Envoyé par Utilisateur anonyme 
Utilisateur anonyme
17 avril 2012, 08:21   Problèmes de concentration
(Message supprimé à la demande de son auteur)
a koa ça sert 2 b1 écrire en 2012 ?
Ce qui m'inquiète, c'est le niveau d'expression de l'instituteur !
"et effectivement j'ai des fautes", pour commencer, au lieu de "ils font des fautes" - c'est une belle anacoluthe, si on est généreux.
"alors que ce sont des gamins qui savent parfaitement" : niveau de langue très bas (gamins) et phrase incomplète.
"ils trouvent très bien les corrections eux-mêmes." : cela ne veut rien dire. Il voulait, je pense, dire : "Ils se corrigent très bien eux-mêmes."
J'enseigne en terminale et ces fautes sont toujours massivement commises par tous les élèves : preuve qu'on ne les a pas assez forcés à se corriger au cours des années précédentes. L'idée que les fautes ne sont pas graves est la plus commune : c'est elle qui permet de comprendre le peu d'attention et de soin apportés à la grammaire et à l'orthographe. L'essentiel est que le lecteur "comprenne", disent les élèves. Je corrige toujours : "Dans ce que vous écrivez, il n'y a rien à comprendre. Le lecteur est obligé de deviner ce que vous avez voulu dire sans le dire." En mathématiques, on n'exige pas du professeur qu'il devine les résultats justes sous les erreurs de raisonnement et de calcul : on l'exige en permanence dans les matières où la rédaction conserve une part importante, à commencer par la philosophie.
C'est exactement je ce que j'ai observé en donnant des cours particuliers de rattrapage, auprès d'enfants du CM1.

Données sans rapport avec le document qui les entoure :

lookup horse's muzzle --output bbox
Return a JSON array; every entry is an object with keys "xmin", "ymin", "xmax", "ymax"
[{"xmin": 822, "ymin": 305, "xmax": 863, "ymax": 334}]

Que ce problème de concentration soit vraiment lié à "l'imaginaire", cela n'est qu'une hypothèse. Le phénomène est encore plus étrange, plus "stratifié". Par exemple, la fameuse "loi du moindre effort" est très peu à l'oeuvre. Des formes fautives sont parfois d'une étrange complication comparées à l'orthographe correcte.

Il y a aussi une visible confusion liée à un mauvais rapport entre l'oral et l'écrit. Celui qui écrit "Sais comme sa", au lieu de "c'est comme ça" semble courir se servir sur une étagère où toutes les occurrences de son "cé" (nous sommes dans le Midi, et il n'y a guère de "è") ou du son "sa" sont bien rangées et il attrape les premières à portée de main et s'empresse de les coucher sur le papier, avec, peut-être, l'idée inconsciente qu'il ne s'agit jamais que d'un son. En effet, si l'on revient sur la faute, elle est identifiée et corrigée, quelquefois avec l'air de satisfaire à une marotte de grande personne.

Sur le fond, par delà les méthodes, ce qui, au yeux des enfants semble perdu de vue dans cette histoire d'orthographe, c'est bien sûr le concept de "convention" commune qui permet tout simplement la compréhension entre individus.
S'ils ne savent plus se concentrer, c'est sans doute que l'école ne leur apprend plus la concentration (dès la maternelle, se taire, écouter, faire silence en soi, faire taire le "moi") qui briderait leur sacro-sainte créativité.
"(..., se taire, écouter, faire silence en soi, faire taire le "moi")"

Un enfant qui, à la maternelle, se comporte ainsi est considéré comme peu éveillé, introverti, peu sociable et on a vite fait de le stimuler en vue de sa "socialisation".
Je crois que la seule solution, à ce stade, puisque le nombre moyen de fautes par ligne augmente, est de diminuer la largeur des cahiers qu'achètent les élèves. La situation n'est plus tenable ; il faut que les pouvoirs publics se mobilisent pour faire céder sur ce point les multinationales de l'industrie du papier dont les intérêts privés entravent la poursuite de l'intérêt commun et compromettent la réussite de tou-te-s.
Orimont,

Suggérez-vous qu'ils font des fautes mais sont ensuite capables de les identifier ?
Oui, c'est bien ça. Du moins, c'est ce que ma très modeste expérience en la matière m'a permis de constater plus d'une fois. C'est un phénomène d'autant plus embarrassant puisque en définitive on ne leur apprend rien des règles de base. Elles ne sont tout simplement pas devenues le moins du monde des automatismes.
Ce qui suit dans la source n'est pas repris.